Die gotischen Malereien aus dem späten 14. Jahrhundert stammen aus der Um- bzw. Neubauphase unter dem Bamberger Fürstbischof Lamprecht von Brunn (1374-99). Nur der „Kaisersaal“ im Erdgeschoss verfügt über zwei Ausstattungsphasen, die während der Restaurierung 1909 auf eine Sichtebene freigelegt wurden. Vor dem Einbau des Gewölbes war der flachdeckte Raum 1391 (d) mit einer einfachen Wappenmalerei und roten Einfassungen um die Öffnungen geschmückt. Diese erste Dekoration wurde um 1398 mit dem Einzug des Kreuzrippengewölbes durch ein repräsentatives, figürliches Ausstattungsprogram erweitert. Wohl zeitgleich wurden die privaten Räume des Fürstbischofs im 1. und 2. Obergeschoss aufwendig ausgemalt. Die Funktion der Räume spiegelt sich in den sowohl religiösen Themen des Neuen und Alten Testaments wie auch in der Umsetzung profaner literarischer Vorlagen wider. Die zeitgleiche Verwendung sowohl der expressiven linearen Malerei, die über Avignon nach Prag gelangte, mit der nach der Abbildung der Natur strebenden Malerei, mit starken Bezügen zur oberitalienischen und böhmischen Kunst bis zur Grisaille zeigen das umfassende Wissen um das künstlerische Wirken der Zeit und dessen gezielte Auswahl. Regionale Einflüsse lassen sich durch Parallelen zur Malerei in Nürnberg finden, welche die Elemente der oberitalienischen wie auch der böhmischen Kunst aufnimmt und zu einem regionalen Stil vereint.
Ebenso modern wie die Auswahl und Darstellung der Themen, die unterschiedliche Malweise, ist auch die hierbei verwendete Maltechnik. Die Analyse derselben und Vergleiche zu mittelalterlichen Quellentexten ergänzen neue Ergebnisse zu aktuellen Forschungen hinsichtlich der Herstellung spätgotischer Wandmalereien. Diese bestätigen, dass es sich weit häufiger als bis jetzt vermutet, um mehrschichtige Seccomalereien mit proteinhaltigem Bindemittel und Temperamischungen als um Kalkmalereien handelt. Die Verwendung der gleichen Maltechnik, jedoch in unterschiedlicher Malweise und kleine Unterschiede in der Ausführung, lassen auf ein Malerteam schließen, das die Ausgestaltung nach einem detailliert ausgearbeiteten Programm in kurzer Zeit ausführte.

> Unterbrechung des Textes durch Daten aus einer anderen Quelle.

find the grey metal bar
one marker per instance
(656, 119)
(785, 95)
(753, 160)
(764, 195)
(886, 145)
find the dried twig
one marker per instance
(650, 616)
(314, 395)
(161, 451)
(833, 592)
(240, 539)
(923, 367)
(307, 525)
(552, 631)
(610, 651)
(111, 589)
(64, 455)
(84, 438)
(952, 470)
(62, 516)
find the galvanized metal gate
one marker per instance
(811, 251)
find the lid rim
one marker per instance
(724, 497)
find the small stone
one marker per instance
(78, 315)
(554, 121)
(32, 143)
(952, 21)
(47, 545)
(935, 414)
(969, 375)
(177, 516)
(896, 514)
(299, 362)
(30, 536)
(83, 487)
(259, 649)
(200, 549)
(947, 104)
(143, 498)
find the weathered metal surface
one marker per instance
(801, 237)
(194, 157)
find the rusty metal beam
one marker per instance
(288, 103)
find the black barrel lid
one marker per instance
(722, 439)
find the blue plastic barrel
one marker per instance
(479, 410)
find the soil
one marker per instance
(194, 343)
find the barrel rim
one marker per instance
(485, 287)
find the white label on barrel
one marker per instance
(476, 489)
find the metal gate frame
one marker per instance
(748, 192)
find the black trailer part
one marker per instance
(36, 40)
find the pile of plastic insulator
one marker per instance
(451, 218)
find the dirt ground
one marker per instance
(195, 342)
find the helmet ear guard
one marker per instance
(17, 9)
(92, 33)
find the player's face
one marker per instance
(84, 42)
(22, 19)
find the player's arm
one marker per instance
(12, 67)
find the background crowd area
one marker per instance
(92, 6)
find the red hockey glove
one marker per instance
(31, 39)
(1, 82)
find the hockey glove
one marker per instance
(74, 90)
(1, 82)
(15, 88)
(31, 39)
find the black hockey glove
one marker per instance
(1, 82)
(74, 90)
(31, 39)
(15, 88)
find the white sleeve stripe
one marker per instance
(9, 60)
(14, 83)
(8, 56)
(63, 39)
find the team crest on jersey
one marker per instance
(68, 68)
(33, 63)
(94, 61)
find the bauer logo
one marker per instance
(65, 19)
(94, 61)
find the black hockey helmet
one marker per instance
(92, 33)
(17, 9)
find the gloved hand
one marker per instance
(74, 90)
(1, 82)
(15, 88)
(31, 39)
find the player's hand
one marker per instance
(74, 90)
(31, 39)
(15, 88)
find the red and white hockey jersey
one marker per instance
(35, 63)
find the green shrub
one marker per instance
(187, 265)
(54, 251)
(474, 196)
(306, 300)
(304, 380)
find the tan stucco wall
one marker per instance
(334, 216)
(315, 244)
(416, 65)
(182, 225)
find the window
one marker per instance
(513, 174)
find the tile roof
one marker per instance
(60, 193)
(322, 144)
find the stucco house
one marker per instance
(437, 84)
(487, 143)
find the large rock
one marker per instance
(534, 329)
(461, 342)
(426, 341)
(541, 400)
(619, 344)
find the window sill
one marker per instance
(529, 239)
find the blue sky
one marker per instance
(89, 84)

An den Forchheimer Malereien kann darüber hinaus beispielhaft die Restaurierungsgeschichte, ein wichtiges Forschungsdesiderat, dargestellt werden. Die einzigartige Aktenlage umfasst weitgehend den kompletten Schriftverkehr der zwei großen Restaurierungsphasen, 1830-32 und zu Beginn des 20. Jahrhunderts, mit dem Einbau des Pfalzmuseums 1906-10. Damit lässt sich explizit der Wandel von einer künstlerischen historisierenden Restaurierung zu einer wissenschaftlich motivierten und nach Grundsätzen ausgerichteten Konservierung aufzeigen, der sich in Bayern, Deutschland und Europa im Verlauf den 19. Jahrhunderts vollzogen hat. Neben den restaurierungsethischen Grundlagen umfasst dies auch die verwendeten Materialien und Techniken der historischen Maßnahmen.
Die Forchheimer Malereien repräsentieren hierbei jeweils die fortschrittlichen Gedanken ihrer Zeit.
Wie nah Zeitgeschichte mit der Restaurierungsgeschichte verknüpft ist, zeigt der besondere Aspekt der enkaustischen Behandlung der Malereien der Kapelle während der Restaurierung im frühen 19. Jahrhundert. Dies steht in engem Zusammenhang mit der Wiedererfindung der Enkaustik auf der Suche nach einer haltbaren Maltechnik für die zahlreichen repräsentativen Monumentalbauten des Klassizismus. In Forchheim wurde dies stark durch König Ludwig I. begünstigt, der diese Bewegung in München förderte. In diesem geistigen Umfeld beauftragte der Central Galerie Direktor Georg von Dillis den Maltechniker Franz Fernbach, der durch seine maltechnischen Versuche zur Enkaustik hervorgetreten war, zur Restaurierung der Wandmalereien. Dies ermöglichte Fernbach seine neu entwickelte enkaustische Technik, die er 1845 publizierte, erstmals großflächig anzuwenden. Im Rahmen der vorliegenden Untersuchung konnte anhand von Analysen und Quellenforschung auch die bei der jüngsten Restaurierung aufgefundene und in Teilabschnitten freigelegte Bemalung der Südwand der Kapelle als eine Neubemalung von Franz Fernbach zugeordnet werden.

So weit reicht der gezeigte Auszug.